Wales v South Africa: Adams on the challenge
Adams’ assessment is unambiguous: he sees the match as the ultimate barometer for progress under Steve Tandy. Speaking in the build-up, Adams said the quality and style of South Africa will expose any weaknesses and reward the work Wales have done on cohesion and contact. The comment places emphasis on both individual performances and collective systems in what he described as a “toughest test” for the squad.
That framing does two things: it highlights confidence in improvements to date while acknowledging the scale of the task. For players and selectors, the fixture is therefore both an opportunity and a checkpoint—one that could confirm that training-ground gains are translating into competitiveness at test-match level.

Why Adams believes this is the toughest test
Adams links his view to visible progress under Tandy: more reliable set-piece routines, clearer defensive patterns and a focus on physical conditioning. Those changes are intended to give Wales a platform to compete against the very best sides, but South Africa represent a different order of physical and tactical challenge.
Within the Nations Championship format, there is little room for error. Teams face a run of high-quality opponents in quick succession, and Adams’ language reflects the pressure of needing to convert preparations into consistent on-field performances. If Wales can stand up in contact, secure their breakdown work and execute their kicking strategy, he argues they will have shown meaningful advancement under Tandy’s methods.
How South Africa shapes the fixture
South Africa’s reputation for physicality and structured, set-piece-led rugby means they pose specific tests: dominant contact, efficient scrummaging and clinical use of turnovers. Against them, opposition teams are required to be disciplined at the breakdown, accurate in their lineout work and resilient under repeated pressure.
For Wales, that will demand a full-team response. Coaches will want to see forwards win parity or advantage in the tight phases while backs remain composed when called on to manage territory and tempo. Tactical clarity — when to kick, when to run, and how to manage the scoreboard — will be as important as raw physical resilience.
What to watch and what comes next
Key watch points include Wales’ contact and collision management, their lineout and scrum stability, and how the bench influences the second half. Momentum-shifting moments — turnovers, successful mauls or a sequence of penalties conceded — are likely to determine the game’s course. Individual performances in those phases will be scrutinised by selectors and discussed in post-match analysis.
Selectors are expected to use this fixture as a reference for short-term decisions. A strong collective display could cement places and buy time for continued development under Tandy; a poor showing is likely to prompt immediate review of personnel and tactics. The outcome will therefore have ramifications beyond a single result, influencing selection conversations for the remainder of the Nations Championship.
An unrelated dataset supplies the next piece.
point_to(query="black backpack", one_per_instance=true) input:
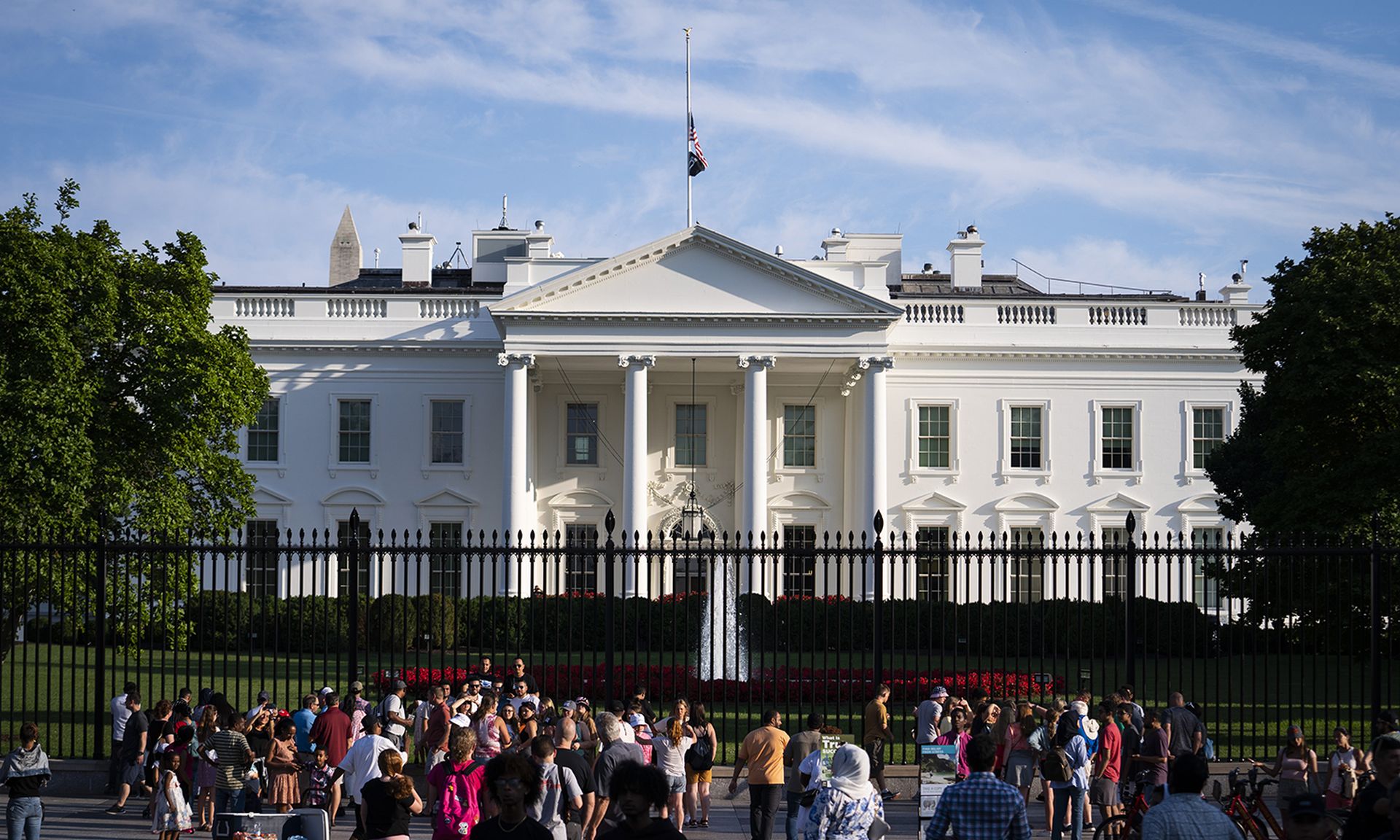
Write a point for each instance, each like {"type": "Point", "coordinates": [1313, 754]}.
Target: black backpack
{"type": "Point", "coordinates": [700, 756]}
Supporters should also watch how Wales manage the game’s emotional and physical swings. The ability to absorb pressure, correct patterns quickly and execute planned phases under duress will be the clearest signal that the team’s training-ground work is taking hold in match conditions.
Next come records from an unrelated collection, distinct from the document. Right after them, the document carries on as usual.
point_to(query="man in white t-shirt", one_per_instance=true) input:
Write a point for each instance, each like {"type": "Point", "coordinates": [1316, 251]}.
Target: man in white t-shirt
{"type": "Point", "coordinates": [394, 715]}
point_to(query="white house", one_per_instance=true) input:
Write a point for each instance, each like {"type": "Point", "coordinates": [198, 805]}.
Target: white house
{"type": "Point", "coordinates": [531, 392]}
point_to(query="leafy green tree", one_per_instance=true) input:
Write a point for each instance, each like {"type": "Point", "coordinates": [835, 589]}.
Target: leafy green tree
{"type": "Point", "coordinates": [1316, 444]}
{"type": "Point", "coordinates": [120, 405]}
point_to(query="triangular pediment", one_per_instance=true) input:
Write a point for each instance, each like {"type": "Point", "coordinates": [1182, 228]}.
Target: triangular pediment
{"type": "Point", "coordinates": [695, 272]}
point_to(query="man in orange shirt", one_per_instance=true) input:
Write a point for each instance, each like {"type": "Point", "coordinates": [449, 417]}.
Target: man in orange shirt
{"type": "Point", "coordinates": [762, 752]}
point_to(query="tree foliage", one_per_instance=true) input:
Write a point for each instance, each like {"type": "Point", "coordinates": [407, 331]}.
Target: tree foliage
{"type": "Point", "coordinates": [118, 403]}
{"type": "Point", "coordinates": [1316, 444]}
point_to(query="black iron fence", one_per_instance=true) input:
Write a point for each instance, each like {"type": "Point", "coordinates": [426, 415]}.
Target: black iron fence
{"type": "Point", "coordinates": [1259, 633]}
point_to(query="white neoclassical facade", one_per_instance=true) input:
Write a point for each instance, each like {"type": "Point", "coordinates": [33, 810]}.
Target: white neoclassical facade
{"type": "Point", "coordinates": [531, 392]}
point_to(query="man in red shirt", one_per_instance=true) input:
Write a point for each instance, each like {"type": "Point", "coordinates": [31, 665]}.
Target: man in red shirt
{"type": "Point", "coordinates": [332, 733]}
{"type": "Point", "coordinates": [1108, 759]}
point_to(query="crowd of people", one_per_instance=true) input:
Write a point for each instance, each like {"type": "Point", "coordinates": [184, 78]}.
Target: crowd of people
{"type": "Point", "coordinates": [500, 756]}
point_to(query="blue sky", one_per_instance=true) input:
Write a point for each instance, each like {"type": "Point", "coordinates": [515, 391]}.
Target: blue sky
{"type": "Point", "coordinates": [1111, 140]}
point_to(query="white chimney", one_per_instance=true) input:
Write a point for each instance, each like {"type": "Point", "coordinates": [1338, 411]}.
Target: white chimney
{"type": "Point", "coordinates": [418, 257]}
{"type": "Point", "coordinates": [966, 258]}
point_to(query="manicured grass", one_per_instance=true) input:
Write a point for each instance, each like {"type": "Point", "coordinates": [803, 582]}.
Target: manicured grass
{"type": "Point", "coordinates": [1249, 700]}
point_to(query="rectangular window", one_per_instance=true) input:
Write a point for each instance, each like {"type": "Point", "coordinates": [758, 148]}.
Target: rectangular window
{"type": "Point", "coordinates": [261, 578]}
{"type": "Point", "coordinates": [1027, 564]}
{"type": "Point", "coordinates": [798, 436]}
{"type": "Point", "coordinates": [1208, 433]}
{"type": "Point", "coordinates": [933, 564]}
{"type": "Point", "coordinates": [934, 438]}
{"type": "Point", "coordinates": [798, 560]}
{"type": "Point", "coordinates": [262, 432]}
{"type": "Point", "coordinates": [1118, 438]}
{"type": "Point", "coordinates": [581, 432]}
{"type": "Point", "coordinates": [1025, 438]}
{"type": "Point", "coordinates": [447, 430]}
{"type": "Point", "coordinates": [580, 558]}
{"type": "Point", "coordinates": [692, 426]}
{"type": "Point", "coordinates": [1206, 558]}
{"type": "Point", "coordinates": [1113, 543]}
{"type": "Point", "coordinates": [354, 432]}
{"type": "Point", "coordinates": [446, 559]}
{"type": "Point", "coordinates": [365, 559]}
Following the match, coaching staff will prioritise recovery and analysis focused on set-piece percentages, penalty count and turnover margins — the metrics that often decide tight test matches. Those figures will guide immediate training emphasis and any tactical tweaks ahead of the next fixture in the Nations Championship.
Source and attribution
This report is based on coverage by BBC Sport. Read the original piece here: BBC Sport – The hardest test – Wales need reaction in South Africa.